As part of the Brown Bag Lunch series, the International Economics Department at the Graduate Institute is pleased to invite you to a public talk given by Gregory Auclair, PhD student in International Economics.
He will present his research titled Sector Imbalances and Corporate Deleveraging. The Role of Uncertainty and Precautionary Behavior.
Abstract: The sector breakdown of national and financial accounts can provide valuable insights into global imbalances. Over the 2000s and 2010s, the corporate sector was a net lender of funds and firms increased saving and reduced investment. As a consequence of higher net lending, there is a trend increase in corporate asset holdings – relative to debt, capital, and output – that is persistent and general across countries. To explain these shifts, an analytical framework investigates how a financial constraint may induce precautionary behavior by firms.
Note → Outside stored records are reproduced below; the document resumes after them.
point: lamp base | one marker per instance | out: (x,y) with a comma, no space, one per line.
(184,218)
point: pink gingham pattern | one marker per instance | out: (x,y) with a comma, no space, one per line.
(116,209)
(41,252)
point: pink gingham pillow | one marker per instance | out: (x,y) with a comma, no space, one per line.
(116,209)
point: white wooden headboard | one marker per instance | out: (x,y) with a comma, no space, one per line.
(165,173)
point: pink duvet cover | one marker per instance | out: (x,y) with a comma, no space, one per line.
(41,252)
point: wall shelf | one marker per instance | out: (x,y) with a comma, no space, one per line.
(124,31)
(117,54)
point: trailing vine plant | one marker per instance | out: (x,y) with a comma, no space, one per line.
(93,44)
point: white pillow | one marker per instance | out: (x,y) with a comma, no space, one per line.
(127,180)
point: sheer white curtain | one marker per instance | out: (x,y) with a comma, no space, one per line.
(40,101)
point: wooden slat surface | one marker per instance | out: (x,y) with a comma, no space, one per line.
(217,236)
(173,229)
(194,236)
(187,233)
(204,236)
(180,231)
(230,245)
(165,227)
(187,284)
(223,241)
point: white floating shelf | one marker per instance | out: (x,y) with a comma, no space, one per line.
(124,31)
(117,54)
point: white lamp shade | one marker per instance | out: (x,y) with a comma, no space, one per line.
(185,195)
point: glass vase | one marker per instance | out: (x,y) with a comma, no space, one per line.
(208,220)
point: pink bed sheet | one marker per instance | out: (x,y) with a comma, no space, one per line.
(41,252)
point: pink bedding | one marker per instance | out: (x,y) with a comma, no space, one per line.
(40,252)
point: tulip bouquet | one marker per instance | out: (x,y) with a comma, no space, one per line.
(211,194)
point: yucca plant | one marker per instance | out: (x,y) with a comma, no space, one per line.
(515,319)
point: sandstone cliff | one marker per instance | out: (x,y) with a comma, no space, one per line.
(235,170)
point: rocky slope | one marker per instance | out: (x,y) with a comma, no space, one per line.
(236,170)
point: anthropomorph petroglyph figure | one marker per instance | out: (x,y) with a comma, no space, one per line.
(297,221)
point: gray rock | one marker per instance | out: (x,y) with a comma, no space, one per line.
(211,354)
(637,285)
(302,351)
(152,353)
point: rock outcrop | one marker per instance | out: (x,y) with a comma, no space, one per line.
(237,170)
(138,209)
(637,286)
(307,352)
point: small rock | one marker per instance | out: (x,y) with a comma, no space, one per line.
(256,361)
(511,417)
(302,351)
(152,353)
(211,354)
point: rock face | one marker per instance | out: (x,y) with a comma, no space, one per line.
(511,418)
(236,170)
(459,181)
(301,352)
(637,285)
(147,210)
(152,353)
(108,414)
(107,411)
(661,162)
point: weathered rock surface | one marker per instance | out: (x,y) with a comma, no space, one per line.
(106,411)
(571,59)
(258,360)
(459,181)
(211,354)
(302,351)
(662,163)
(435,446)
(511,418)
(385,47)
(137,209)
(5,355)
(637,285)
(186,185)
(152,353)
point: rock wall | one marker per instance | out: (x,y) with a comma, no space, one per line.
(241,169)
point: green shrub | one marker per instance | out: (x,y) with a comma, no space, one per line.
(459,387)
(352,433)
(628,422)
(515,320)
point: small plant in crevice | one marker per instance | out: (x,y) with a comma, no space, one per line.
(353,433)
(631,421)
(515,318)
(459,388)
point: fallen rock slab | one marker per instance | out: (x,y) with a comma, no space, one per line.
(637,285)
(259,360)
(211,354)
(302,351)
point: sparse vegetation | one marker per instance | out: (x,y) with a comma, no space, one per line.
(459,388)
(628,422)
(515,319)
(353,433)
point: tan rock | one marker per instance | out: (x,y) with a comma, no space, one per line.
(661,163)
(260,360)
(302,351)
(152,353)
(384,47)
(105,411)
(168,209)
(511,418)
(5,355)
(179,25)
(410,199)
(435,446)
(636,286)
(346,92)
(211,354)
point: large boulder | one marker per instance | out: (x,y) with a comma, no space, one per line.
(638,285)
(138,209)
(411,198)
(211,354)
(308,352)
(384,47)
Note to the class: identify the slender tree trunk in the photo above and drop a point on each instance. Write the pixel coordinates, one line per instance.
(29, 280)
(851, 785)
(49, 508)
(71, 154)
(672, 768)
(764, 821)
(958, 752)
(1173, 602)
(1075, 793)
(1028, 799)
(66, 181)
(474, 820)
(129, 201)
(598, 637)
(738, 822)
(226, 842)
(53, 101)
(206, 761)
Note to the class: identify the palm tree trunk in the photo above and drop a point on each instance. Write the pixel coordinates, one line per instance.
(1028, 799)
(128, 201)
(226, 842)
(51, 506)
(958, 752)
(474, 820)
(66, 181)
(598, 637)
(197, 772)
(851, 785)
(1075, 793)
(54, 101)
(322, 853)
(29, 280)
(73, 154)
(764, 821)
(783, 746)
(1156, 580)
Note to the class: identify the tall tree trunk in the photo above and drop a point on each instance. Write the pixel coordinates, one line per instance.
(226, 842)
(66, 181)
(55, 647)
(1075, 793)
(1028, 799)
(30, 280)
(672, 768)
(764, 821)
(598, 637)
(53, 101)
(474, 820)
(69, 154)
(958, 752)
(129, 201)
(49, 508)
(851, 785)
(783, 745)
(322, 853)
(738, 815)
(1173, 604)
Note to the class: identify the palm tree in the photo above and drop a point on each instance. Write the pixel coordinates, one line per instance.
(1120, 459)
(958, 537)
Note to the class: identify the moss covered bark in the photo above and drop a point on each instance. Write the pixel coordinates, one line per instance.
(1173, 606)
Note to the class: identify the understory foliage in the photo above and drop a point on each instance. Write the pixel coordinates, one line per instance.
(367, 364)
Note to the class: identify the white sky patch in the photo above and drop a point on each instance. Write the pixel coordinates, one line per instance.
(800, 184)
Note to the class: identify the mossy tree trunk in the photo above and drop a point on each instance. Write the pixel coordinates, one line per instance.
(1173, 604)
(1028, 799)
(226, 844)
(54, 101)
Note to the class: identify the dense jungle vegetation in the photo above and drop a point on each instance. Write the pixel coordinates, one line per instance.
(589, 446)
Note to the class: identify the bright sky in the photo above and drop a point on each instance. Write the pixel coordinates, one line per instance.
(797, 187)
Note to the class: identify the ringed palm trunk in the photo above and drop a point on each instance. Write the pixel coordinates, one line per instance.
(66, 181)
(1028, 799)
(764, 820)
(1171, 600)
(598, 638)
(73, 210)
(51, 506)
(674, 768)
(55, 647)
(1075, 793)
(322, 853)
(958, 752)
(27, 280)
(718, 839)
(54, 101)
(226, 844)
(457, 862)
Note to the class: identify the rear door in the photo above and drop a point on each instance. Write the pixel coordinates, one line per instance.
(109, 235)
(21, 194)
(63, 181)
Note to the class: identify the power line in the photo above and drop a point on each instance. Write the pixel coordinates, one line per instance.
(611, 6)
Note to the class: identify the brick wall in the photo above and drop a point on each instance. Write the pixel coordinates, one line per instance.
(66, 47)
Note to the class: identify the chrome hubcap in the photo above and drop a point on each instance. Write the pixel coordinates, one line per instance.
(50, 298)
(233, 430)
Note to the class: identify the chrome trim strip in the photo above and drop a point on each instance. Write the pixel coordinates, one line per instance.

The constraint takes the form of a risk premium on loans. Firm owners face a dynamic trade-off between distributing profits and building financial buffers to avoid paying the risk premium. As the variance of productivity shocks increases, the expected loss from the risk-premium is higher and firms accumulate additional financial assets and reduce capital in response. An exercise using industry-level data shows the variance of productivity shocks generally increased over the 2000s, using a sample that covers around 65% of world GDP. Subsequent econometric analysis establishes higher productivity dispersion could indeed explain the deleveraging trend.